Security law threatens Hong Kong's freedoms, says open letter by 86 world groups
The letter, addressed to the president of the Standing Committee of the National People's Congress, was signed by many NGO and Christian groups from the United States, Australia, and Norway. Prominent pro-Beijing individuals defend it and threaten to use it retroactively. Hong Kong’s extradition bill could be reintroduced, despite its rejection by Hong Kong people last year.
Hong Kong (AsiaNews) – Some 86 groups from all around the world have signed an open letter addressed to the president of the Standing Committee of the National People’s Congress (NPC) asking that it drop plans to impose a national security law on Hong Kong.
The long letter addressed to Li Zhansu is dated 16 June. It is signed by many NGOs, like Human Rights in China and Amnesty International, as well as other human rights groups in Australia, the United States, Norway, not to mention various Christian humanitarian organisations.

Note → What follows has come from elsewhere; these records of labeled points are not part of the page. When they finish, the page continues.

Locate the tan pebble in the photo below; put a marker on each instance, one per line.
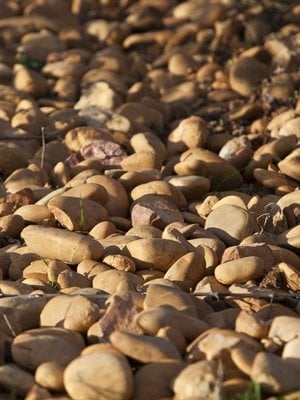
(290, 127)
(235, 386)
(68, 278)
(209, 284)
(110, 373)
(192, 186)
(144, 232)
(251, 325)
(222, 319)
(155, 211)
(108, 281)
(161, 188)
(14, 288)
(158, 376)
(77, 213)
(131, 179)
(105, 346)
(284, 328)
(291, 353)
(159, 294)
(243, 358)
(246, 74)
(269, 311)
(102, 230)
(149, 274)
(174, 336)
(155, 253)
(76, 313)
(49, 375)
(191, 132)
(60, 175)
(274, 374)
(117, 204)
(291, 275)
(54, 343)
(38, 393)
(81, 136)
(76, 247)
(187, 270)
(11, 375)
(12, 225)
(215, 341)
(120, 262)
(255, 249)
(37, 269)
(142, 118)
(35, 213)
(90, 191)
(197, 380)
(230, 200)
(230, 223)
(274, 180)
(148, 141)
(144, 348)
(290, 238)
(152, 319)
(280, 253)
(224, 176)
(192, 167)
(30, 82)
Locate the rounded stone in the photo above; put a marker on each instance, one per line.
(230, 223)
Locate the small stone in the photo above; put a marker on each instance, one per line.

According to the petitioners, the proposed law before the NPC threatens “the basic rights and freedoms of the people in Hong Kong.” It seeks to ban “splittism, subversion, terrorism,” and the activities of “foreign and overseas intervention in Hong Kong affairs”.
These crimes are however defined so vaguely in China that they could be applied to any organisation that has peaceful links with overseas. At the same time, the emphasis on "national security" could “justify restrictions on rights and freedoms” and “repressive practices against” the population, like in mainland China.

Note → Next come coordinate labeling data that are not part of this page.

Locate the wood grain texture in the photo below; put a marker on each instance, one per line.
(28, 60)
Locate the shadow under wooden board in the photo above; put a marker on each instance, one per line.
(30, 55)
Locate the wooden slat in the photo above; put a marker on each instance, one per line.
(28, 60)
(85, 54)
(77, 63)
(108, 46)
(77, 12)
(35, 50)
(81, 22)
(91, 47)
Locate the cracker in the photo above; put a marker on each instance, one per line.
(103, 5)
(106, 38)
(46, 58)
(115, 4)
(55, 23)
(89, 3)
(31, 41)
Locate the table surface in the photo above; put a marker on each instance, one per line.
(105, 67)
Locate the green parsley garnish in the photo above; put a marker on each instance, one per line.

China’s notion of national security is so broad that “that peaceful activists, human rights lawyers, scholars, ethnic minorities, journalists, and netizens, are detained”.
Although the text of the bill is not yet public, the petitioners are already very concerned about the comments of some pro-Beijing leaders in Hong Kong.
Standing Committee member Tam Yiu-chung has already suggested that those who oppose the national security legislation should be disqualified from Hong Kong’s Legislative Council.
The deputy director of the Standing Committee’s Hong Kong Basic Law Committee, Elsie Leung, “has not ruled out” that the law may even be retroactive, thus becoming a tool for Beijing’s vendetta against pro-democracy activists.
Tam Yiu-chung went further, saying that the security law could be used to extradite Hong Kong residents for trial in mainland China.
A year ago, the Hong Kong government introduced an extradition bill, but massive grassroots protests of up to more than two million people forced it back down.
The opposition to the law was justified precisely because of profound flaws in China’s judicial system, which does not guarantee basic human rights.